In the case of an Agile Coach there is a technical and a psychological side. On the technical side, amongst other activities, new techniques are introduced, things are getting measured and made visible. On the psychological side, again amongst other activities, help to deal with the changes is offered. If the same person tries to introduce change and tries to help those affected by it to deal with it, it is highly likely that they will blame the coach instead of developing a trust relationship with him.

Stephen suggestion is to pair with two coaches:

Pair coaching with a partner who never introduces any changes whatsoever might be a good solution to that problem. It is that person who has access to those feeling threatened. He can build up a trust relationship by being the only who always has an open ear, shows deep empathy and understands their concerns. But as he also understands the reasoning behind the changes being introduced by the other he can help from the other side to make the transition to a different mindset and to a different way of working successful.

In pair coaching two coaches work together when coaching individuals or teams. Each coach will focus on different aspects of coaching. As every coach has specific experience and skills they can complement each other. Pair coaching aims to increase the quality and value of the coaching delivered to the coachee.

Earlier InfoQ interviewed Declan Whelan on agile coaching, lean startup and the agile alliance. Declan explained in the interview why he prefers to do pair coaching:

One thing that we stress is, if we are facilitating a session and one person can be really focused on facilitating that we are starting on time, we are ending on time, people are engaged and the other person can be making sure that the room is being well served - so one person focusing on content, another person more on the dynamics of the room.

Declan talked about how working in pairs helped him:

(…) I found that other people are actually much better at reading people than I am, or I am focused on something else and they are noticing things that I am not noticing so the ‘aha’ moment has been really kind of having somebody really focused on trying to see the body language and who looks at who and all of that - subtle interactions that you might not notice as an individual because you are so just focused on, perhaps, some technical aspect or view - what’s a story point or something. I think as an individual, I have been really challenged with my own assumptions and my own weaknesses if you will, so having other coaches come up and say “Declan, let’s debrief that. Here’s some things I’ve noticed, did you think about this?” Its really raised the bar on my game having someone else, because a client won’t do that for you, or most won’t, right? But if you are paired up with another coach and you can have that safety then you can have those conversations, so I feel like it’s really improved my game.
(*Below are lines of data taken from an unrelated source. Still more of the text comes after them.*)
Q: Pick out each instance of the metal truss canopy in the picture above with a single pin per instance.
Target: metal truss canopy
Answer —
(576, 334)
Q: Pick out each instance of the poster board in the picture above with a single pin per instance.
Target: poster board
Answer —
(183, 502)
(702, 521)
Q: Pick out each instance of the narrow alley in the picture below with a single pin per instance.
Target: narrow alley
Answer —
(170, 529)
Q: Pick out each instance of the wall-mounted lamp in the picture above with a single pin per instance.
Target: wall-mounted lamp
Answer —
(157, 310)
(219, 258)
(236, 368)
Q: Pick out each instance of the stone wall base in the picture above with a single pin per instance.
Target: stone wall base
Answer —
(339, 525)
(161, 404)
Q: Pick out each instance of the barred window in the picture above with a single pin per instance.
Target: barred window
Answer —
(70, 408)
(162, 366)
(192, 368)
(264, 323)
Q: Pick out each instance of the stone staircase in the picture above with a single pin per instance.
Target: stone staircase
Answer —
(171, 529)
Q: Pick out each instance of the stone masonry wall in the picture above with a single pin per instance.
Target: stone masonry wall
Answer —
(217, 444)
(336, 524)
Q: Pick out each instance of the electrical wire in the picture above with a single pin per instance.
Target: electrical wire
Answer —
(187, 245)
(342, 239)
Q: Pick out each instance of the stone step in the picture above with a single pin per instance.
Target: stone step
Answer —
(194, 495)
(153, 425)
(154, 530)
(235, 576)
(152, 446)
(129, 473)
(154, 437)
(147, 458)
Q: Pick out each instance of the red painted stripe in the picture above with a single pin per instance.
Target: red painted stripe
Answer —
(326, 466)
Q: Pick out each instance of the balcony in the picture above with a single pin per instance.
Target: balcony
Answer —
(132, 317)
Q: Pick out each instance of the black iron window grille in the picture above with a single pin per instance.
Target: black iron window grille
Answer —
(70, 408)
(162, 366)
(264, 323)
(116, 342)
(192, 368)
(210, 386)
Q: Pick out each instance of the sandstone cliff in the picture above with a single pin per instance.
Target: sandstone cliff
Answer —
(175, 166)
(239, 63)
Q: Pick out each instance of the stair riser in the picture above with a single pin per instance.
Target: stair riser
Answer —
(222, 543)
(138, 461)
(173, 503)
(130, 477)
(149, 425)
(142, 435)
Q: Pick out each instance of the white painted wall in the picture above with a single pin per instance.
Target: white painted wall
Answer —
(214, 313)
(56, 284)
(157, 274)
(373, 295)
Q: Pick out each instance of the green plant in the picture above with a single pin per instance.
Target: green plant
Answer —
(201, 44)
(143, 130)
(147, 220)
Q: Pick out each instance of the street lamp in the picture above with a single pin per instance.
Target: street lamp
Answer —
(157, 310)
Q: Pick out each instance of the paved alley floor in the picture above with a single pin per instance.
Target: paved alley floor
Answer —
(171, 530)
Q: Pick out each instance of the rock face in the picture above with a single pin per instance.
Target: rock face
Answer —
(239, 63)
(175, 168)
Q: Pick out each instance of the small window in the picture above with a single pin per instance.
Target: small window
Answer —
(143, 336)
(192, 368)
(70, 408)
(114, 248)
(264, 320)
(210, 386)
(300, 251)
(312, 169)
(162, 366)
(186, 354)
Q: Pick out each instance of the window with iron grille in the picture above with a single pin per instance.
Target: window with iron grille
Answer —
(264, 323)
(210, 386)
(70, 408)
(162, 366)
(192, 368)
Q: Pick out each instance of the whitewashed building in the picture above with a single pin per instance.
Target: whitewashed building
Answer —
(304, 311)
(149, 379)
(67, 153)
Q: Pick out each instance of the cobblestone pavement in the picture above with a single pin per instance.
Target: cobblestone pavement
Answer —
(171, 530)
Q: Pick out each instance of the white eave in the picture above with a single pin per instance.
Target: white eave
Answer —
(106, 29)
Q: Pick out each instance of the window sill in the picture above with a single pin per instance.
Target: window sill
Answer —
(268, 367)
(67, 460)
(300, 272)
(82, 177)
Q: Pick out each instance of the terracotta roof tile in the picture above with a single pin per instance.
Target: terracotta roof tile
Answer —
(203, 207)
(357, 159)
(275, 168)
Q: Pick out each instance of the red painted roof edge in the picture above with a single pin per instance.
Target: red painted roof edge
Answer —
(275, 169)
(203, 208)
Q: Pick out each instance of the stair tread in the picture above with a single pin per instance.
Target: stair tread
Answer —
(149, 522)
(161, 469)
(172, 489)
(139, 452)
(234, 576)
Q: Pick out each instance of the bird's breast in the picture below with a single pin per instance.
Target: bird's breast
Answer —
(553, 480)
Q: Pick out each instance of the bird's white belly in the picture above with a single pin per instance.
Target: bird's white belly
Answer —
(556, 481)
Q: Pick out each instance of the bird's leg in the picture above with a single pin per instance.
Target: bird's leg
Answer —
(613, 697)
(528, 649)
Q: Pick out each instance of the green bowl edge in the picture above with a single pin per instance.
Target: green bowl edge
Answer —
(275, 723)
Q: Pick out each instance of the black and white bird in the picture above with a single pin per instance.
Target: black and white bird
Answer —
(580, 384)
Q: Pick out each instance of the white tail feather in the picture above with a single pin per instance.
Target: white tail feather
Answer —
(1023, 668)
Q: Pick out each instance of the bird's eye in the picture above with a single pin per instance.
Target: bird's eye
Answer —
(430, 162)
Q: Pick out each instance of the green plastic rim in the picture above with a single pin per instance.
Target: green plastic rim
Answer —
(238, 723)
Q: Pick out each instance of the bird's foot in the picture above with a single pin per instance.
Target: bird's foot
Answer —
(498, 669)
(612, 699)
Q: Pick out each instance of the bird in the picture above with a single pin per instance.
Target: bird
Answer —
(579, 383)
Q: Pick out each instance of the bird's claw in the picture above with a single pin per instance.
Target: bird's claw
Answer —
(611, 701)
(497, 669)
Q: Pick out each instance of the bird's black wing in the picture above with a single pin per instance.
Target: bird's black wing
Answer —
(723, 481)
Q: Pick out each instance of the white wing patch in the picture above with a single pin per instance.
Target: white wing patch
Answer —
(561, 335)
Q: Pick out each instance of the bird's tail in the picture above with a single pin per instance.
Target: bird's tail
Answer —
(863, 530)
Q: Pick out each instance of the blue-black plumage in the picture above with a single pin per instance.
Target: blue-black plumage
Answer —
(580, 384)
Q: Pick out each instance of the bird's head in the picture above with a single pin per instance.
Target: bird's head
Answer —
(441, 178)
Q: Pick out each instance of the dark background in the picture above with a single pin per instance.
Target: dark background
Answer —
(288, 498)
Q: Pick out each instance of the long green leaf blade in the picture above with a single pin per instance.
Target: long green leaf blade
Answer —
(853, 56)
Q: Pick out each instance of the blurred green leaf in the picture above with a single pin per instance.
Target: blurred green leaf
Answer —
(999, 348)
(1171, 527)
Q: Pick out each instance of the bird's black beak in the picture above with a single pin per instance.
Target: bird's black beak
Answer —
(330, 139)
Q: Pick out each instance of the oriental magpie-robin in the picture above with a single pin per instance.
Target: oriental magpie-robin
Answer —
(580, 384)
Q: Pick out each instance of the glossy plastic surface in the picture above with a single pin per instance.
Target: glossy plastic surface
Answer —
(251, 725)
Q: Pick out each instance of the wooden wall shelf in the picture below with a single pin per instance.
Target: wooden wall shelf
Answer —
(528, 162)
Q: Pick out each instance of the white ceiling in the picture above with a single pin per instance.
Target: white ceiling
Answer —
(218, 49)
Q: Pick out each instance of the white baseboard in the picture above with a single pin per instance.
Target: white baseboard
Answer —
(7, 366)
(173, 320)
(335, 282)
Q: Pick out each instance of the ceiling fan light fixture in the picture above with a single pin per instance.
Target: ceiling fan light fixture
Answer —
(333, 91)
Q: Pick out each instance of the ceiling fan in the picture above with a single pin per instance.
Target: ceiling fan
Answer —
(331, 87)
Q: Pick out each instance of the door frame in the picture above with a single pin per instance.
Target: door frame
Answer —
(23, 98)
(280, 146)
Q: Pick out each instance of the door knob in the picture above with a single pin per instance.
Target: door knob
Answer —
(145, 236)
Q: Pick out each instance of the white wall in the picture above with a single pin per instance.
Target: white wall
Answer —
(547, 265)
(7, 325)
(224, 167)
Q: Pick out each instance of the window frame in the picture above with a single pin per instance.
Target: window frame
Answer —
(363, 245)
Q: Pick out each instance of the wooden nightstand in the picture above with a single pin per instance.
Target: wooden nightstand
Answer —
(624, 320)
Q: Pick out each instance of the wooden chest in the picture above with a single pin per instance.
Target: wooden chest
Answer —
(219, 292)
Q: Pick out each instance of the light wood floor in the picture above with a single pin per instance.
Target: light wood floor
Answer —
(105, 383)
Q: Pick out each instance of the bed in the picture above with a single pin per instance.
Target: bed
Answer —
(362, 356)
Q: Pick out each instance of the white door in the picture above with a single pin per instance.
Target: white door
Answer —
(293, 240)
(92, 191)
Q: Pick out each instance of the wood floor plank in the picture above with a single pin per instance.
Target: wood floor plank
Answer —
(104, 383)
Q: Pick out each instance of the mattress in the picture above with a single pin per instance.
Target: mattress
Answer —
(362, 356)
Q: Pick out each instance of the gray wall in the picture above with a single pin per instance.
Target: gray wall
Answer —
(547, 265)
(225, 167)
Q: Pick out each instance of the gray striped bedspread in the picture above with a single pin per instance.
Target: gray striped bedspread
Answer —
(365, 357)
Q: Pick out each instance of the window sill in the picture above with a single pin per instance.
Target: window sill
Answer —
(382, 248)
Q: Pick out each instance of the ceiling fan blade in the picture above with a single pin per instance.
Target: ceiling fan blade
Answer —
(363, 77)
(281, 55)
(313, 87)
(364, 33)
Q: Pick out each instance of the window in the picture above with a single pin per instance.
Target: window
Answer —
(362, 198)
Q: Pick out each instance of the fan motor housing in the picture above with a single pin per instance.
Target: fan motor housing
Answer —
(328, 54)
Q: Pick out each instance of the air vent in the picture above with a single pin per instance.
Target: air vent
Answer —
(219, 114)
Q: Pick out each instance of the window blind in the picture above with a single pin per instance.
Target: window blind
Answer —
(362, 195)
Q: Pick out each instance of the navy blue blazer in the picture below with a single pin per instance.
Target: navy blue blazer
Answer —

Yves Hanoulle explained in the InfoQ interview on the agile and lean mindset how he pairs with employees of the companies that he works with:

(…) I say that I want to coach with an internal person. I tell them: “I will coach that person, and I will teach that person a lot about scrum and agile and XP, and that person will teach me about your corporate culture and how things are done in your company”. In that sense we fill two different kinds of roles. (...) For me it’s important that I make sure that my knowledge stays in the company and pairing with somebody internally in the company makes sure that he grasps not just what I’m doing but also my intentions behind it.

Have you done pair coaching? Did it help you to adopt agile?